O Departamento de Saúde do Colorado afirmou que melhorou o processo e que agora emite automaticamente os códigos de verificação para cada pessoa no estado que apresenta resultado positivo.

Quando a Apple e o Google anunciaram no ano passado que estavam trabalhando juntos para criar um sistema baseado em smartphones para ajudar a conter o vírus, sua colaboração parecia ser um divisor de águas. Os rastreadores de contato estavam tendo muita dificuldade para acompanhar os inúmeros casos do vírus, e as empresas rivais de trilhões de dólares – cujos sistemas rodam em 99 por cento dos smartphones do mundo – tinham o potencial de alertar rápida e automaticamente muito mais pessoas.

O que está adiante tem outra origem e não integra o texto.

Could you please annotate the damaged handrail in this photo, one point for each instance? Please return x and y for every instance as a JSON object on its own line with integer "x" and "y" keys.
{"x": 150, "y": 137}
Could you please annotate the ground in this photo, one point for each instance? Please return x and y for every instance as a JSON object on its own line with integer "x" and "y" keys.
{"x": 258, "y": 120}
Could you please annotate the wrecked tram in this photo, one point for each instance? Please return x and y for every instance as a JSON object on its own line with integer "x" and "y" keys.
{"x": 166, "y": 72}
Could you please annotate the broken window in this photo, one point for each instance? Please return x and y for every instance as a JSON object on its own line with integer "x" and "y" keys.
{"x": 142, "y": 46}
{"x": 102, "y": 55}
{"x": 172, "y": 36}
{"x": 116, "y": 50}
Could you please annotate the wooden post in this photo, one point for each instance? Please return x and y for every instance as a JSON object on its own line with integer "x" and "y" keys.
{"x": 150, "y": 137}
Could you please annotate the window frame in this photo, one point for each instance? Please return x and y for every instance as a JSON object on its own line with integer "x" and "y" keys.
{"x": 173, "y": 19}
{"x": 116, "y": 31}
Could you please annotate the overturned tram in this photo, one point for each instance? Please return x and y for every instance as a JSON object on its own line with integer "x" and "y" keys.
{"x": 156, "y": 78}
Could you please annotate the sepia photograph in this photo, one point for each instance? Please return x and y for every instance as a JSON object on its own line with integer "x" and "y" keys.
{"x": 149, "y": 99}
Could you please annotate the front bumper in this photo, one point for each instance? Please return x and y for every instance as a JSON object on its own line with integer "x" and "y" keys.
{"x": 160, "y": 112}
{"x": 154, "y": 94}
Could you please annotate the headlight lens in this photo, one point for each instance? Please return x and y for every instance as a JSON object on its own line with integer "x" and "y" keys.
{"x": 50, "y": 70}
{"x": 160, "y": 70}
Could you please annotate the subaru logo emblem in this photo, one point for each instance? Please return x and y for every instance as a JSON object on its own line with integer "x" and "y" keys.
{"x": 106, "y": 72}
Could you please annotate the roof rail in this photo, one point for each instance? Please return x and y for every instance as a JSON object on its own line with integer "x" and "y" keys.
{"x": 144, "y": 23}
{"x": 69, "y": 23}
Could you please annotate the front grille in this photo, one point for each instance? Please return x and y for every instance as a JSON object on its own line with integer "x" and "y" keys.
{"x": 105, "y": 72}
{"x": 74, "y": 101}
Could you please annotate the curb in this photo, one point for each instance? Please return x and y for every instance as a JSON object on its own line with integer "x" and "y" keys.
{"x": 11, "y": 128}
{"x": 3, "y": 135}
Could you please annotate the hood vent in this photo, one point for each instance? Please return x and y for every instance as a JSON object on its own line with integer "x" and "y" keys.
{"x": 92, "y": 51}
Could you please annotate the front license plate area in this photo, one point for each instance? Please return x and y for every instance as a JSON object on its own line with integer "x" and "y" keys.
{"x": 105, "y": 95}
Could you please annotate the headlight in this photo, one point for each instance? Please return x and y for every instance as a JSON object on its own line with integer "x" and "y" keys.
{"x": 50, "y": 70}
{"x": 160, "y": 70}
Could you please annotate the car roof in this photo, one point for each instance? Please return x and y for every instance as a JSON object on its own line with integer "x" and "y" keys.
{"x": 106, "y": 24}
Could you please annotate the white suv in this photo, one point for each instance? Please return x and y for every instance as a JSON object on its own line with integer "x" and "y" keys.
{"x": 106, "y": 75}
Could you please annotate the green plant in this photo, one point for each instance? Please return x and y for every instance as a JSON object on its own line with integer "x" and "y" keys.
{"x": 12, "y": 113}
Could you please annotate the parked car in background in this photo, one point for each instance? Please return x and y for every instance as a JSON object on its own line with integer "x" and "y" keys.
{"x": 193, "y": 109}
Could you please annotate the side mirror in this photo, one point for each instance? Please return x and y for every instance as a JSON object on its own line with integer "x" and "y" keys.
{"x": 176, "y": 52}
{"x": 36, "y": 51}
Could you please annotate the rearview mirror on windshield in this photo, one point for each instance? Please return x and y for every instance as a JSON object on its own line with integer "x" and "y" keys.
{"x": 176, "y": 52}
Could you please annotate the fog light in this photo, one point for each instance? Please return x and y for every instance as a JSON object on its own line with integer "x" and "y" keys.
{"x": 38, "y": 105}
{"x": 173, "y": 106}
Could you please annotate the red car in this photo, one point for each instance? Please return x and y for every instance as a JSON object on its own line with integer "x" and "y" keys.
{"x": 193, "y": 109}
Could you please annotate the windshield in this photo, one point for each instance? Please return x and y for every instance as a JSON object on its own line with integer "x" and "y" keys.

Logo, a Áustria, a Suíça e outras nações introduziram aplicativos de vírus baseados no software Apple/Google, assim como cerca de duas dúzias de estados americanos, incluindo o Alabama e a Virgínia. Até o momento, os aplicativos foram baixados mais de 90 milhões de vezes, de acordo com uma análise da Sensor Tower, empresa de pesquisa de aplicativos.

Mas alguns pesquisadores dizem que as escolhas de produtos e políticas das empresas limitaram a utilidade do sistema, levantando questões sobre o poder da Big Tech de estabelecer padrões globais para as ferramentas de saúde pública.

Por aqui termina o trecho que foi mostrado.